GOSULUT.ID – Tunjangan Profesi Guru atau TPG disinyalir dijadikan alat tekan oleh oknum pengawas di Kementerian Agama Kabupaten Gorontalo Utara. Sejumlah guru Pendidikan Agama Islam mengaku dipaksa menyetor uang agar urusan administrasi mereka tidak dipersulit.
Para guru mengaku sudah lama resah. Namun mereka memilih bungkam karena khawatir mendapat perlakuan tidak menyenangkan, terutama saat pengurusan rekomendasi pencairan TPG.
Kepada awak media, salah seorang guru yang meminta identitasnya dirahasiakan menyebut pengawas berinisial IB kerap meminta uang di hampir setiap kegiatan.
“Kami sudah tidak tahu harus bagaimana. Hampir setiap ada kegiatan selalu diminta uang. Padahal kami sudah empat bulan belum menerima sertifikasi,” ujar guru tersebut.
Menurutnya, guru tidak berani menolak. Ada kekhawatiran akan dicap pembangkang dan dipersulit saat proses tanda tangan rekomendasi TPG.

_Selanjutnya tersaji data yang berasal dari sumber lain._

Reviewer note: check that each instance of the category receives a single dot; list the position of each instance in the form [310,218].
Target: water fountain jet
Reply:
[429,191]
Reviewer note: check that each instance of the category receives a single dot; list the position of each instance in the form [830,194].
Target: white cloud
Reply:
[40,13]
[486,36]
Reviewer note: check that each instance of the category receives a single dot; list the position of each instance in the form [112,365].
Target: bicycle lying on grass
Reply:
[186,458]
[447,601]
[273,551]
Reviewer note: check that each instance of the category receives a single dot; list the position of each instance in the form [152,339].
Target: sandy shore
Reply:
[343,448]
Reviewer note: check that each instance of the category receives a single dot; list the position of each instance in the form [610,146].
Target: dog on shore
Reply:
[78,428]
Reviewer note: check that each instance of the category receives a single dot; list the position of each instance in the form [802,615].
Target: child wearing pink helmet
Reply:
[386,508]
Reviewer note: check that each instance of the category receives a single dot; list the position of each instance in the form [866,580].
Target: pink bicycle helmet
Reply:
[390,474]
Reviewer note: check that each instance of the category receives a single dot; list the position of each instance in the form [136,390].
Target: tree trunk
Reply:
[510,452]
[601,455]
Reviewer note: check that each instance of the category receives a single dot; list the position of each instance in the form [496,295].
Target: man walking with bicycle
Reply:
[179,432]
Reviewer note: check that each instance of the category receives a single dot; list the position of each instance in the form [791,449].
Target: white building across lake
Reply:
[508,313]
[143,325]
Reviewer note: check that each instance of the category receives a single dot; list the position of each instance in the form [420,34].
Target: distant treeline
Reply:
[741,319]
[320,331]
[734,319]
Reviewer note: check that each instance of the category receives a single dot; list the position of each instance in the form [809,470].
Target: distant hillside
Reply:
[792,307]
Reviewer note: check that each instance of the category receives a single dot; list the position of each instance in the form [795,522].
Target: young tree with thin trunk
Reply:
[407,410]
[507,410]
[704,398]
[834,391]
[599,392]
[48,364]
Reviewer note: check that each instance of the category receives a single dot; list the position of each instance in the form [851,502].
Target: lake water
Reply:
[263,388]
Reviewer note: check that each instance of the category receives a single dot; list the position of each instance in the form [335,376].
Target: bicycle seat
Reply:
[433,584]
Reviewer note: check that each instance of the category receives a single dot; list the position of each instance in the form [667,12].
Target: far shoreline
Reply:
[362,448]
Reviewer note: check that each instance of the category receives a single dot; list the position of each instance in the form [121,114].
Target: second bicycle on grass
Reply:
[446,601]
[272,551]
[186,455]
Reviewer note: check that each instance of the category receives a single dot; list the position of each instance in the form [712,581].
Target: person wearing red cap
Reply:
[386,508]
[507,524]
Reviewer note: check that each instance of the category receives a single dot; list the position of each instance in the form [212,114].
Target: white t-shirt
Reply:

“Kalau kami banyak bertanya atau menolak, kami dianggap pembangkang. Bahkan ada ancaman nanti ketemu saat tanda tangan rekomendasi TPG,” ungkapnya.
Seluruh guru PAI di sekolah binaan Kemenag Gorut disebut menjadi sasaran. Alasannya beragam, mulai dari pembinaan, sedekah untuk pejabat dan staf, hingga biaya kegiatan lain.
Nominal yang diminta juga bervariasi. Setiap guru disebut pernah diminta Rp200 ribu. Rinciannya Rp100 ribu untuk acara perpisahan di Kantor Kemenag dan Rp100 ribu untuk kegiatan di Botumoito.
Selain itu, guru juga disebut dibebani Rp305 ribu per orang untuk keberangkatan sejumlah staf ke Makassar dalam rangka studi tur.
Beban bertambah saat kegiatan Pokja Provinsi di Ponelo. Guru diminta menyediakan konsumsi.
“Belum lagi saat kegiatan Pokja Provinsi di Ponelo, guru agama diminta lagi menyediakan konsumsi. Padahal kondisi kami sedang sulit karena sertifikasi belum cair selama empat bulan,” katanya.
Mondisi ini membuat sebagian guru terpaksa berutang.
“Ada yang sampai berutang karena takut kalau tidak memberi nanti dipersulit saat pengurusan rekomendasi TPG,” ujarnya.
Hingga berita ini diterbitkan, pengawas berinisial IB belum memberikan tanggapan terkait konfirmasi media.